God, no. I know that firsthand, having lost several close friends at a young age, two of whom had spent a large percentage of what ended up being very short lives worrying about their bodies. It felt like such a waste. I wish I’d appreciated how youthful my body was when I was in my teens and 20’s, but I was so busy worrying about my weight that I didn’t notice how wrinkle-and-pain-free I was. What smooth skin I had! How easy it was to run without having to ice my knees! “Aging is not for sissies,” noted one of the woman I polled. Compared with serious health issues, reduced mobility, and the like, slightly larger thighs sound like nothing.
Which brings me to another, more hopeful finding from my mini-study: Despite the hawk-like attention to the scale and the guilt over eating dessert, 74 percent of the women were at peace with how they looked. Grace Kagan, 92, said, “I felt all right when I was younger, but now I look well!” And that, too, reflects an overall gratitude for our bodies that many gain as we age. A recent Gallup poll of 80,000 adults found that 66 percent of those age 65 or older feel good about their physical appearance, while only 54 percent of 35- to 64-year-olds do.
When I’m 70, I’ll probably look back at my current 37-year-old body fondly. Getting to that mind-set now is harder. I had a brief moment in front of the full-length mirror in my closet the other day when I turned around and was slightly horrified by what I saw in the “rear view.” I started getting upset, that hopeless, doomed, panicky feeling bubbling up. But then I thought about Gagy and her friends and their long — and, in some cases, unending — journeys to self-acceptance, and I said to myself, Wait. If I always hate what I look like from behind in the mirror, maybe I should just stop looking! Maybe I’ll only look at the view from the front (and possibly the side). I’ll focus on the body parts I’m fond of, like my kind eyes or my dimples when I smile. I know what it takes for me to have a tiny tush. I’ve been there. It’s not worth it. I need to stay fit — eating well and being active is part of what helped my grandmothers get to their golden years — and I want to be able to dance with my great-grandkids at their weddings. But viewing every tempting corn muffin as some sort of measure of my own self-worth is simply too exhausting. “We have a need for pleasure no matter what out age, and dessert is a source of pleasure,” Kearney-Cooke says. “Have dessert sometimes! Enjoy it. But don’t obsess over it.”

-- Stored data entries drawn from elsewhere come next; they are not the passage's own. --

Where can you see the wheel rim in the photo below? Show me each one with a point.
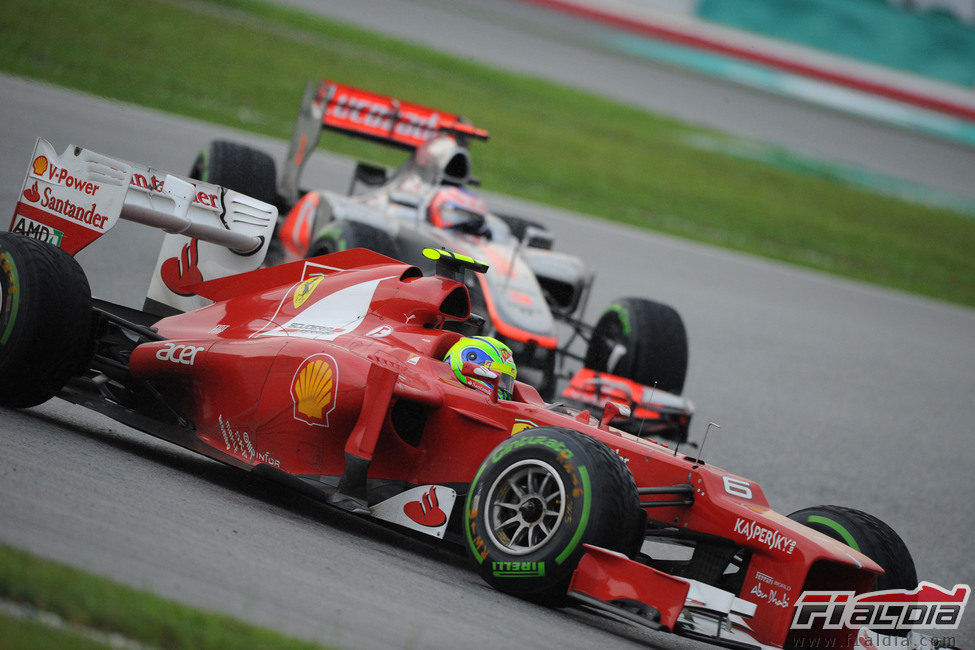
(525, 507)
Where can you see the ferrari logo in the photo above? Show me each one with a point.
(305, 289)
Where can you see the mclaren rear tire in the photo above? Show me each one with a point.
(46, 320)
(537, 499)
(642, 340)
(340, 235)
(237, 167)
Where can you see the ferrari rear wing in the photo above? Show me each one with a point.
(73, 198)
(363, 114)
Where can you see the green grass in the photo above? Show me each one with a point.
(96, 603)
(244, 63)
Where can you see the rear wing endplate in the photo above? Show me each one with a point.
(363, 114)
(73, 198)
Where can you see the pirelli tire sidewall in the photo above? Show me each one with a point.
(45, 320)
(601, 507)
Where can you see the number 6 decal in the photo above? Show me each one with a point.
(736, 487)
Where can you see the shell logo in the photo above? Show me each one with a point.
(304, 290)
(314, 389)
(521, 425)
(40, 165)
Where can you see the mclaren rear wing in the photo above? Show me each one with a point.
(73, 198)
(363, 114)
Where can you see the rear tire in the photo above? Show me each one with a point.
(237, 167)
(653, 341)
(342, 235)
(537, 499)
(46, 320)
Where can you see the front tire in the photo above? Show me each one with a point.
(537, 499)
(865, 533)
(45, 320)
(641, 340)
(341, 234)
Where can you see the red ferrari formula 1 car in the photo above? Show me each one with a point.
(430, 201)
(327, 374)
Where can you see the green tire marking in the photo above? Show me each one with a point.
(842, 531)
(581, 529)
(624, 317)
(467, 509)
(7, 262)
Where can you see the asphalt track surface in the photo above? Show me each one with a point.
(827, 391)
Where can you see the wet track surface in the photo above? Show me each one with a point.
(827, 391)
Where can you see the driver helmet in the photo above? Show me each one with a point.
(457, 209)
(488, 352)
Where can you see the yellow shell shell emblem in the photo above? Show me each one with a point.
(304, 290)
(314, 389)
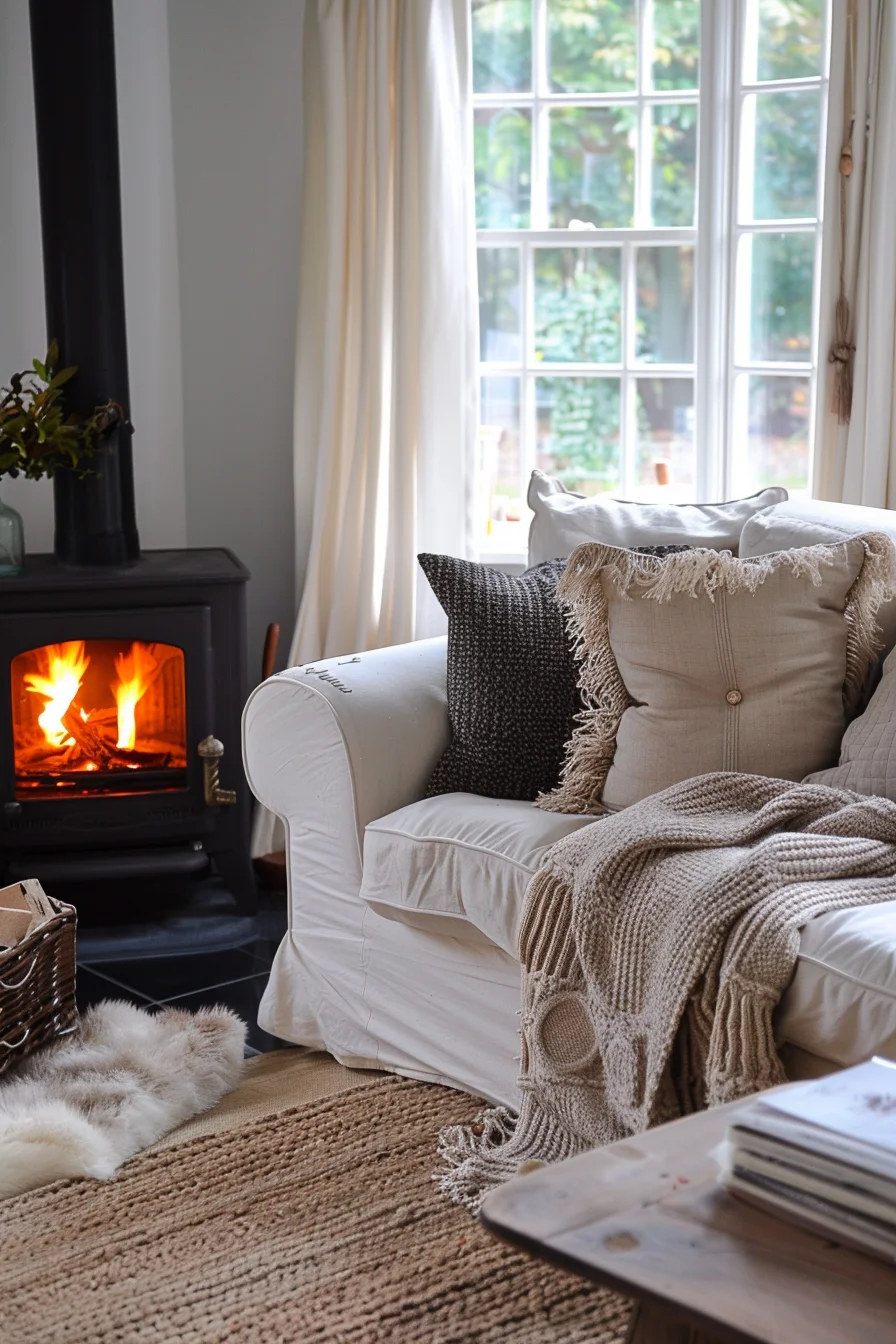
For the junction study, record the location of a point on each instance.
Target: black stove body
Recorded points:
(81, 800)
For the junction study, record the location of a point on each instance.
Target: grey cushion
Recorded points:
(512, 691)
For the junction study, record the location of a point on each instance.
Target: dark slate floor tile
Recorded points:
(168, 977)
(92, 988)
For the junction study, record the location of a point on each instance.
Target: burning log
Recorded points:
(90, 742)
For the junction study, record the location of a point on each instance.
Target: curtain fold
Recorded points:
(387, 336)
(386, 402)
(856, 461)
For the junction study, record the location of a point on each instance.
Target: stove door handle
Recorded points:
(211, 750)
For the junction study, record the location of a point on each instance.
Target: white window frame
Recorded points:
(720, 97)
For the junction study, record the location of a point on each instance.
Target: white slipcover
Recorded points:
(347, 742)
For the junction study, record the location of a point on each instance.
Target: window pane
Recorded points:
(771, 433)
(781, 273)
(499, 303)
(665, 432)
(591, 47)
(783, 39)
(676, 43)
(503, 141)
(578, 304)
(786, 153)
(578, 432)
(664, 311)
(675, 164)
(501, 46)
(591, 167)
(500, 448)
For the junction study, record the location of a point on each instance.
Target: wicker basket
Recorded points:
(36, 977)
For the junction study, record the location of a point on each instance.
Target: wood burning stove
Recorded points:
(110, 686)
(121, 672)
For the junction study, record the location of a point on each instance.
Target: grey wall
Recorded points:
(210, 125)
(23, 331)
(235, 96)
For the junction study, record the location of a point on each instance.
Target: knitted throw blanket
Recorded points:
(656, 945)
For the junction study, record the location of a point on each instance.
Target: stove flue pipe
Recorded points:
(73, 55)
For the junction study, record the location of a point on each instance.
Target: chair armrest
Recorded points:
(362, 733)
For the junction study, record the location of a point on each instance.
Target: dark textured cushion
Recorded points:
(512, 691)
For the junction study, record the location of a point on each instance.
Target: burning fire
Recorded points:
(67, 664)
(67, 667)
(135, 674)
(89, 715)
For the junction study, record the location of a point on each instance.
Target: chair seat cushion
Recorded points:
(460, 864)
(841, 1003)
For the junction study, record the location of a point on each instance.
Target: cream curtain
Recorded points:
(387, 344)
(386, 391)
(856, 461)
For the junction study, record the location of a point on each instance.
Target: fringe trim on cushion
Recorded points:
(593, 745)
(590, 750)
(876, 583)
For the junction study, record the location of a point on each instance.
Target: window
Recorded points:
(649, 221)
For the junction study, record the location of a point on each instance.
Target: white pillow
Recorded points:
(563, 520)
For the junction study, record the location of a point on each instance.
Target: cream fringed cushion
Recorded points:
(703, 661)
(868, 750)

I thought back to Gagy. Although she says she won’t stop caring about her weight “as long as I’m alert, alive, and mobile,” she also agrees, “for my age, my body does very well. I’m at peace. I love to laugh.” And, unsurprisingly, she has a grandmotherly nugget of sage advice: “If you feel good about your whole self, you feel better about your body.” I plan to pass Gagy’s message down to my own children and grandchildren — along with my favorite chocolate chip cookie recipe.